Nunca me meti a valente. Não sou de dar uma boiada para não escapar de uma rusga. Fujo da luta valendo-me das minhas pernas serelepes.

Mas vendo Nicanor sair da moita de capim com aquele podão enorme e afiado. Num átimo apeei da minha égua e me fiz de corajoso e valentão.

Ainda me lembro das últimas palavras iradas do vizinho Nicanor: “doutor Paulinho. A partir da presente data não temos mais negócio. Dou por encerrado nosso contrato”.
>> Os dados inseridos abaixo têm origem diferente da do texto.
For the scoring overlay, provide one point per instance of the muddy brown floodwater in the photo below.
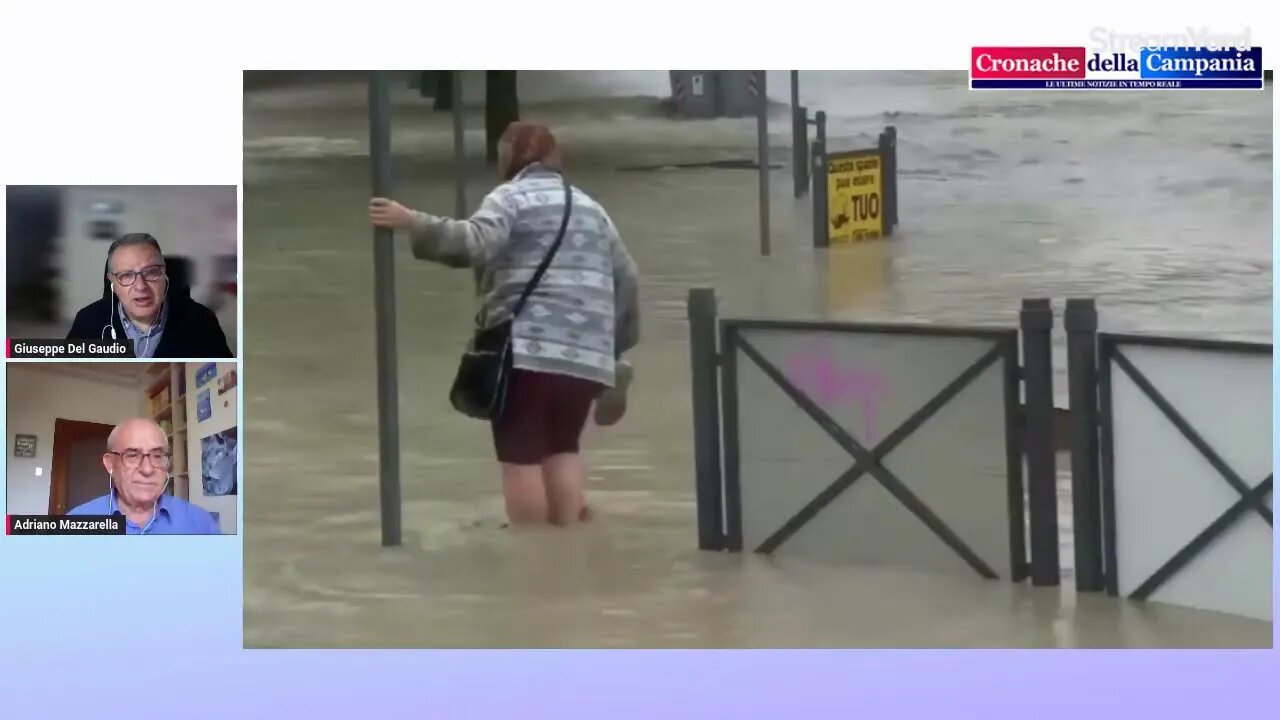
(1156, 204)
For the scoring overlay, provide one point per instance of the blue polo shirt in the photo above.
(174, 516)
(145, 342)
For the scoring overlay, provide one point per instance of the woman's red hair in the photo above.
(529, 144)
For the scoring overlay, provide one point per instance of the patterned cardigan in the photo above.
(584, 314)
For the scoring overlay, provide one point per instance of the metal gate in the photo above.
(869, 443)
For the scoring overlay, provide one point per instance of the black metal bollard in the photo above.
(818, 156)
(888, 158)
(1037, 323)
(1082, 372)
(800, 149)
(705, 396)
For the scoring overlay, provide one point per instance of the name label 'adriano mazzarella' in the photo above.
(65, 525)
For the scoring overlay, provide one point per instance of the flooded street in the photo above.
(1156, 204)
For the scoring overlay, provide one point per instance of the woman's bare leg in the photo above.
(525, 492)
(565, 475)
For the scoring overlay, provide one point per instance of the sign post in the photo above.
(762, 136)
(858, 194)
(384, 305)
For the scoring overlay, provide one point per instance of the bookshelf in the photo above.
(167, 405)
Outro vizinho de cerca, de nome Wildes, fotógrafo perdido num emaranhado de fotos antigonas e amarelecidas.

Quando me vê pelas ruas jocosamente me diz: “doutor Paulo Rodarte de Abreu. Caso o senhor trocasse de mulher, sabedor da formosura de sua linda Rosa. E da feiura da mulher do Nicanor. Ele sim levaria a melhor. Essa catira seria uma manta graúda que vosmecê levaria na cacunda. E ele ainda teria, caso a troca fosse concretizada, de entrar a mulher dele na troca. E ainda voltar a boiada inteira. Nessa catira ainda sobraria, de quebra, a casa do Nicanor e o curral limpinho. Como o contrato entre vocês reza”.

Já no dia de hoje, trinta de abril, fim de semana alongado. Já que amanhã ainda é feriado.

Na boa companhia do Carlinhos, filho não único do Betão e dona Lúcia, fomos montados em duas lindas éguas cavalgando, sem destino, fazendo a nossa parança no sitio Paraíso da dona Maria e de seu Mané.

Ali seu Mané não estava. Apenas sua amada esposa nos recebeu com algumas bananas que acabei apeando e comi mais de quatro.

Em retorno, de volta a minha rocinha, atrás da gente vinha lentamente Madest. Minha querida enjeitadinha cadelinha viralatinha com resquícios de sangue Border Collie.

Já nas proximidades da cava rasa de minha fazendinha. Deparamo-nos com Zé Peleja e sua prole.

E que rico ele se mostra. Montado num outro cavalo. Tendo, como acompanhante um dos seus filhotes o Luanzinho. Já que o segundo, o qual apelidei de minhoquinha. Estava no timão de um dos seus tratores.

Paramos as duas éguas para um dedo de prosa.

“Zé Peleja. Quer fazer uma troca comigo? Troca dois dos meus livros por esse trator? Ou minha égua pelo seu cavalo”?

Ele, esperto como sói ele é. Lembrando-se da catira da minha mulher com a do Nicanor. Pensando que eu quisesse com ele trocar de mulher. Logo esporeou seu cavalo baio e escafedeu-se aos confins de Judas onde ele perdeu as botinas.